UFSM busca recursos para laboratório de análise da qualidade do leite

No local, será possível verificar se o produto está puro ou teve adição de substâncias estranhas

por Juliana Gelatti

UFSM busca recursos para laboratório de análise da qualidade do leite Photo Rack/Divulgação

Laboratório poderá verificar a composição do leite e a qualidade do produtoFoto: Photo Rack / Divulgação

Professores da Universidade Federal de Santa Maria (UFSM) vêm trabalhando, desde 2012, em um projeto que, quando sair do papel, será a garantia de qualidade do leite produzido na Região Central. O que impede o investimento é a dificuldade em conseguir recursos para a compra dos equipamentos, bastante específicos e caros.

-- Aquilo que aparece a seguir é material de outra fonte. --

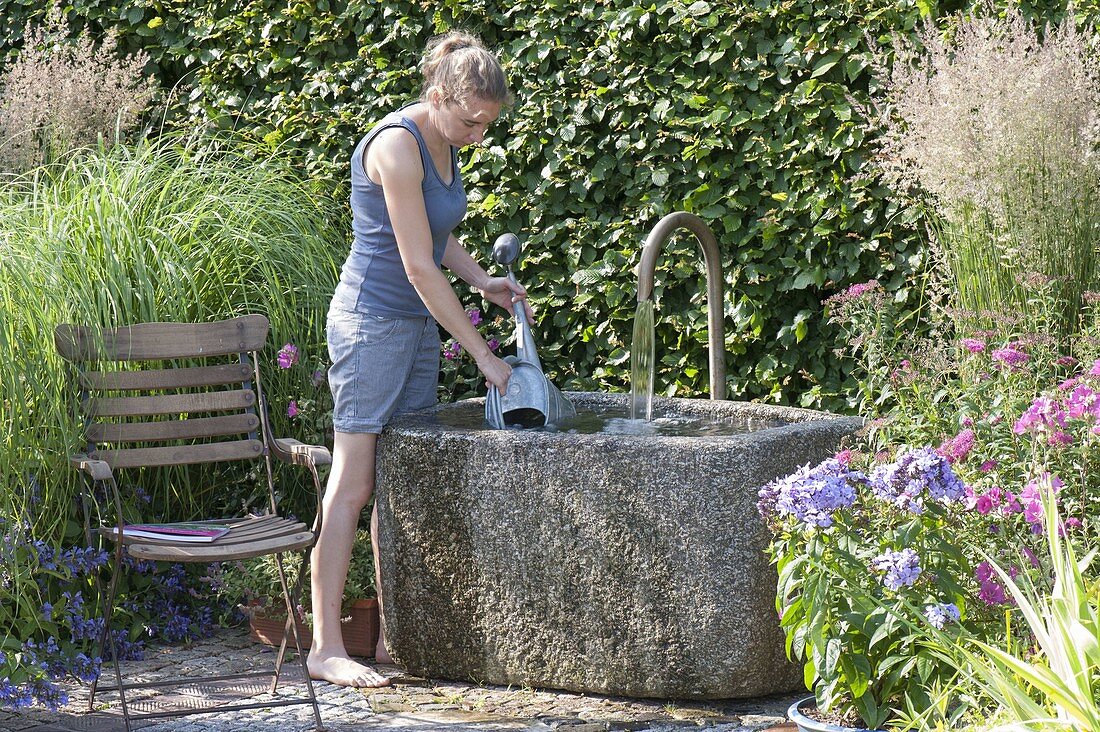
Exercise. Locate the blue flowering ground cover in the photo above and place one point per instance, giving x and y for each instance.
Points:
(165, 603)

A ideia é montar um laboratório capaz de analisar 400 amostras de leite por hora, certificando a qualidade e classificando o produto conforme os nutrientes e substâncias presentes. No sábado, o reitor da instituição, Paulo Burmann, falou sobre o projeto ao governador Tarso Genro.

Orçado em R$ 1,5 milhão, o projeto do laboratório inclui a compra de um equipamento capaz de analisar a composição do leite, outro que investigaria a qualidade microbiológica e pequenas reformas no prédio do Centro de Ciências Rurais (CCR), além de outros equipamentos associados aos maiores.

Entre outras funções, nesse laboratório seria possível detectar, em larga escala, a presença de substâncias estranhas no leite produzido na Região Central.

— Hoje, ocorrem discussões sobre a qualidade do leite porque o intermediário entre o produtor e a indústria é o freteiro. O nosso laboratório ficaria nessa etapa intermediária, garantindo a qualidade tanto para o produtor, quanto para a indústria. E, indiretamente, para os consumidores — afirma a professora do departamento de Tecnologia e Ciência dos Alimentos, Neila Richards. Junto com ela, trabalham no projeto os professores Agueda de Vargas, Mara Rubin e Geder Paulo Herrmann.

Atualmente, os laboratórios do CCR podem fazer parte dessas análises, e em escalas muito pequenas. Com o novo laboratório, seria possível receber amostras enviadas pelos produtores, que teriam o resultado da análise em poucos minutos, por celular.

Outras possibilidades que estão sendo estudadas para o funcionamento do laboratório é que estudantes bolsistas façam a coleta nas propriedades rurais ou, a caminho da indústria, o caminhão carregado de leite vá até o laboratório, encaminhe uma amostra para análise e siga viagem quando o resultado for liberado.

O projeto da UFSM já foi submetido a um edital do governo do Estado para concorrer à verba, mas não foi contemplado por não apresentar caráter inovador. O secretário estadual de Agricultura, Claudio Fioreze, manifestou apoio político a este e a outros projetos da UFSM, como o de construir uma nova usina de laticínios no campus.

— Devemos nos reunir ainda neste mês com a reitoria para tratar de um convênio entre a universidade, secretaria e Instituto Gaúcho do Leite (IGL), e para buscar recursos para a usina junto ao governo federal. Por enquanto, a secretaria não tem verba para o laboratório, mas, no futuro, o próprio IGL poderá investir em projetos como este — diz Fioreze, ressaltando que existem laboratórios de análise do leite apenas em Passo Fundo, Lajeado e Pelotas.